Berlin rocked. What a weekend to remember. Neither rain (we had) nor bitter cold (yes, also) could detour us from having a great time roaming Berlin, quite aimlessly at times, and creating memories that both my husband and I will forever remember. As he always says, “When you near your final days, neither your cash nor your fame can keep you company. You only have your memories, so make sure you are out creating good ones”. Good advice, isn’t it? So we did. First stop, getting to Berlin and hitting a good flea!
Okay, so we took the high speed train (220 km!) to Berlin, which took about 1.5 hours, arriving at Berlin main station in the wee hours so we could purchase our tour tickets + subway passes and map out how to get from the main station to strasse des 17 juni where I’d heard there’s quite a great flohmarkt (flea market) that would rival the markets of portobello market in London. Hmmmm. My interest was piqued. Then came the icing on the berliner. This flohmarkt promised to be fully stocked with gluehwein and warm berliners. Sipping hot mulled spice wine, browsing antiques, stopping for a gooey-licious fruit filled treat… Why, this is the stuff that european vacations are made of. (DIY recipe for gluehwein here.)

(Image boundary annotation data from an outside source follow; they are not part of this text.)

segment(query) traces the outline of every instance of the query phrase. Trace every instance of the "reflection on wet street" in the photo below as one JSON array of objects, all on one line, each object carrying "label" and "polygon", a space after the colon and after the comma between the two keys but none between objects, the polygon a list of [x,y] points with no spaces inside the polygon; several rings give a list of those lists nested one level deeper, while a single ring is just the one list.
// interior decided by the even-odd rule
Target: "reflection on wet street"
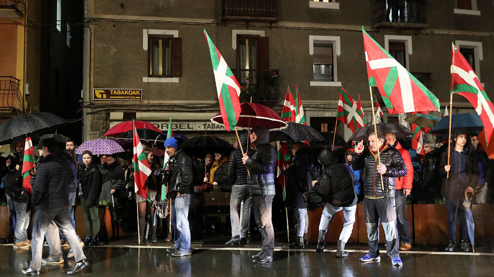
[{"label": "reflection on wet street", "polygon": [[[66,256],[67,248],[62,248]],[[462,253],[412,253],[401,255],[404,265],[392,266],[385,254],[380,262],[361,263],[359,251],[337,259],[332,252],[276,251],[271,264],[252,264],[255,250],[198,249],[193,255],[172,258],[164,247],[129,248],[124,246],[84,248],[90,263],[85,275],[123,277],[149,276],[157,274],[175,276],[492,276],[494,256]],[[43,247],[45,256],[48,247]],[[13,249],[0,246],[0,276],[22,276],[21,269],[29,265],[30,248]],[[43,265],[42,275],[67,276],[74,265],[73,258],[63,264]],[[48,276],[46,275],[46,276]]]}]

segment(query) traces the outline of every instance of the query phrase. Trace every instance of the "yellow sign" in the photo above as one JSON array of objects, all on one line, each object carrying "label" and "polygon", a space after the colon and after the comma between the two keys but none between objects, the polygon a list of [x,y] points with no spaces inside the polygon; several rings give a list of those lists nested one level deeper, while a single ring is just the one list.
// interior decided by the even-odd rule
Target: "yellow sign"
[{"label": "yellow sign", "polygon": [[142,90],[94,89],[93,100],[142,100]]}]

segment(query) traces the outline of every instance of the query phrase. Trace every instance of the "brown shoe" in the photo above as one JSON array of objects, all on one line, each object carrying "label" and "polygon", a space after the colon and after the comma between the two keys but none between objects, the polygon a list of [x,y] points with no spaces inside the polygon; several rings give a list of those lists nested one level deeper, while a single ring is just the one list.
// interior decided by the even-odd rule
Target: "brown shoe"
[{"label": "brown shoe", "polygon": [[18,242],[12,245],[14,248],[29,248],[29,245],[24,242]]},{"label": "brown shoe", "polygon": [[403,243],[401,246],[400,246],[400,250],[402,251],[408,251],[410,250],[412,248],[412,245],[408,243]]}]

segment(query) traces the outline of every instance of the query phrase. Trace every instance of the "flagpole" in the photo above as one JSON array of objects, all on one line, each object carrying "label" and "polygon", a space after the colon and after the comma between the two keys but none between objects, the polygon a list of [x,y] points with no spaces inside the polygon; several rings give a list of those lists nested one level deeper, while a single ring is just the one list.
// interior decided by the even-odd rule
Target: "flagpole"
[{"label": "flagpole", "polygon": [[[375,120],[375,112],[374,111],[374,99],[372,97],[372,87],[369,87],[369,93],[370,94],[370,104],[372,106],[372,114],[374,117],[374,134],[375,135],[375,146],[377,149],[377,160],[379,161],[379,165],[381,165],[381,156],[379,153],[379,144],[377,141],[378,139],[377,138],[377,126],[376,125],[376,120]],[[377,100],[377,99],[376,99]],[[384,191],[384,183],[382,181],[382,174],[381,173],[379,174],[379,176],[381,177],[381,189],[383,191]]]}]

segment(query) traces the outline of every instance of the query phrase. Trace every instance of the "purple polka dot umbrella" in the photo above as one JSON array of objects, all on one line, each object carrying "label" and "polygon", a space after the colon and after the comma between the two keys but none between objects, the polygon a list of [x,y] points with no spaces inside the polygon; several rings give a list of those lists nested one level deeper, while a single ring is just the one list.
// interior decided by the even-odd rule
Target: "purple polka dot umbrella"
[{"label": "purple polka dot umbrella", "polygon": [[96,138],[88,140],[76,149],[76,154],[82,154],[86,150],[91,151],[93,155],[111,155],[116,153],[124,152],[117,141],[113,139]]}]

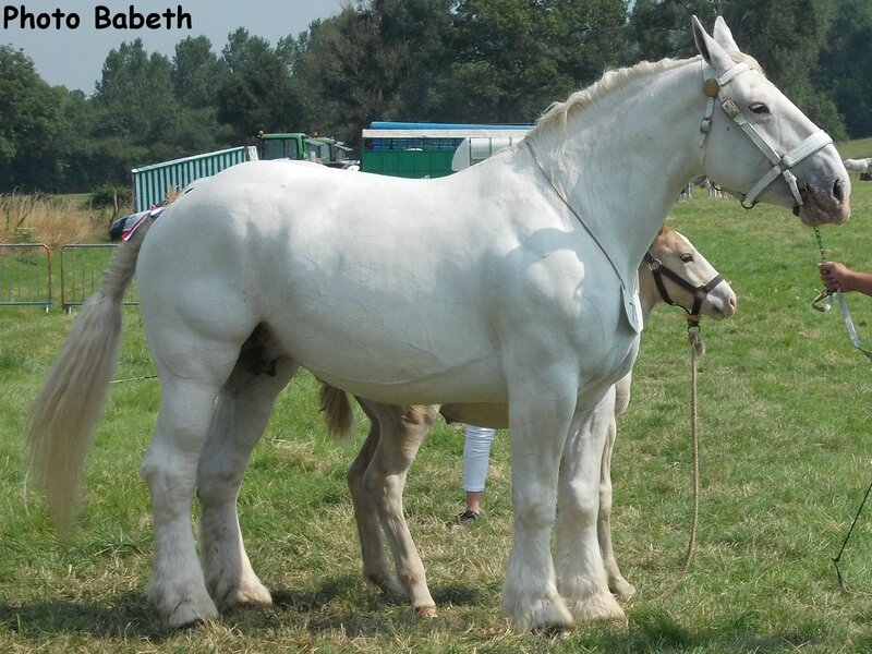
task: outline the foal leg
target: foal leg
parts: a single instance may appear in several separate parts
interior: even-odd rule
[[[555,534],[557,588],[578,621],[626,620],[608,590],[597,540],[601,465],[615,389],[592,410],[578,412],[564,448]]]
[[[359,399],[358,402],[370,417],[370,434],[366,436],[360,453],[348,469],[347,480],[351,491],[351,502],[354,506],[358,536],[361,542],[363,577],[384,592],[401,596],[404,594],[402,586],[393,576],[385,553],[382,528],[378,523],[378,507],[374,495],[364,485],[364,475],[378,447],[380,426],[378,417],[366,408],[366,401]]]
[[[187,353],[196,355],[164,358],[153,344],[160,376],[160,413],[141,472],[152,493],[155,531],[147,597],[170,627],[183,627],[218,613],[197,559],[191,502],[215,397],[239,350],[230,342],[205,341],[194,335],[177,335],[174,342],[195,343]]]
[[[243,348],[243,352],[244,352]],[[266,370],[265,370],[266,365]],[[276,396],[298,366],[287,358],[241,356],[218,396],[197,469],[203,509],[201,560],[219,607],[269,606],[269,591],[252,570],[237,517],[237,499],[252,449],[266,428]]]
[[[364,493],[375,501],[382,528],[393,553],[397,577],[412,607],[424,617],[436,615],[426,573],[402,511],[409,467],[438,415],[437,407],[392,407],[361,400],[378,419],[378,445],[363,475]]]

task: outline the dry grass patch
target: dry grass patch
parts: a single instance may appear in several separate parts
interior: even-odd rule
[[[110,215],[72,197],[0,195],[0,242],[45,243],[55,251],[68,243],[106,241]]]

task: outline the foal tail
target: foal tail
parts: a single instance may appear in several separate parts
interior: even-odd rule
[[[354,411],[344,390],[320,383],[320,410],[327,423],[327,431],[340,441],[347,441],[354,431]]]
[[[70,531],[87,450],[118,365],[124,290],[152,222],[143,222],[118,249],[102,274],[100,290],[82,307],[31,409],[29,474],[44,485],[49,514],[62,534]]]

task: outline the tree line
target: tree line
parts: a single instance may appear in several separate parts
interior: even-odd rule
[[[124,43],[92,96],[0,46],[0,192],[126,185],[259,126],[359,146],[373,120],[531,123],[608,68],[692,56],[691,14],[724,15],[836,140],[872,135],[868,0],[358,0],[275,45],[244,27],[219,52],[203,36],[172,57]]]

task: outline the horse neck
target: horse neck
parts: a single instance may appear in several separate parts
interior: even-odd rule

Our healthy pre-flea breakfast – alcohol and sugar! :)
Travel tip: In Berlin, grab a subway map and look for either the U2 train to Ernst Reuter Platz station or the S3, S5, S7, S9, or S75 stop for Tiergarten (if you’re coming from Berlin main station, take one of the S trains, it’s about 10 minutes away). Either stop (Ernst Reuter Platz or Tiergarten) will drop you directly at the foot of the flohmarket, just on opposite ends of the street. The flohmarkt is known as Strasse des 17 Juni, Tiergarten, to the locals. This flohmarkt is quite large, held year-round, rain doesn’t seem to stop ’em because it started to pour and it was business as usual, and the prices are somewhat reasonable but you can talk them down just like anywhere else in the world. For instance, I found something I liked for $10,- euro, but when I attempted to walk, they lowered it to $5,-. From what I read, the flohmarkt is only held on the weekends from 10-5 p.m. Plenty of eat and see, lots of tourists speaking English, and most of the vendors spoke choppy English so you could get some basic history of the item you’re interested in and a price, but not much beyond that.
I almost walked with this lovely b/w print in the upper right (two horses) but with the pouring rain, I left it behind… Now I wish I hadn’t.
What you can find: As you can see, lots of 20th century finds from tiles to china and linens, along with jewelry, furniture, art, second-hand records, vintage clothing, all high-quality in my opinion. The aisles are narrow and packed though, so arrive at opening or a little before, I noticed that after 11 a.m. it started to feel wayyyy too cramped.
Lots of linens from Germany and France…
Blurred photo (sorry) but you get the point: vintage buttons, often layered one on the other, and attached to a rubber ring to wear on your finger. Great idea. Also gave me ideas for DIY napkin rings at home. :)
This oil painting was soooo pretty. Her soft features, the lighting, everything. I called her “Catherine”.
Travel tip: If you plan on visiting Berlin, plan on a time though when you don’t have to brave the elements. Although our stay was beyond great, it had to do with having friends there and the fact that we love massive cities, complicated subway systems, have relatively good health, endless energy (thanks to all the Starbucks in Berlin), and we’re usually based in New England, so we’ve grown accustomed to fah-fah-fah-freeeeezing cold weather. If you don’t fancy the frost, avoid Berlin between now and next April.
Must eats: Berliners, currywurst, gluehwein.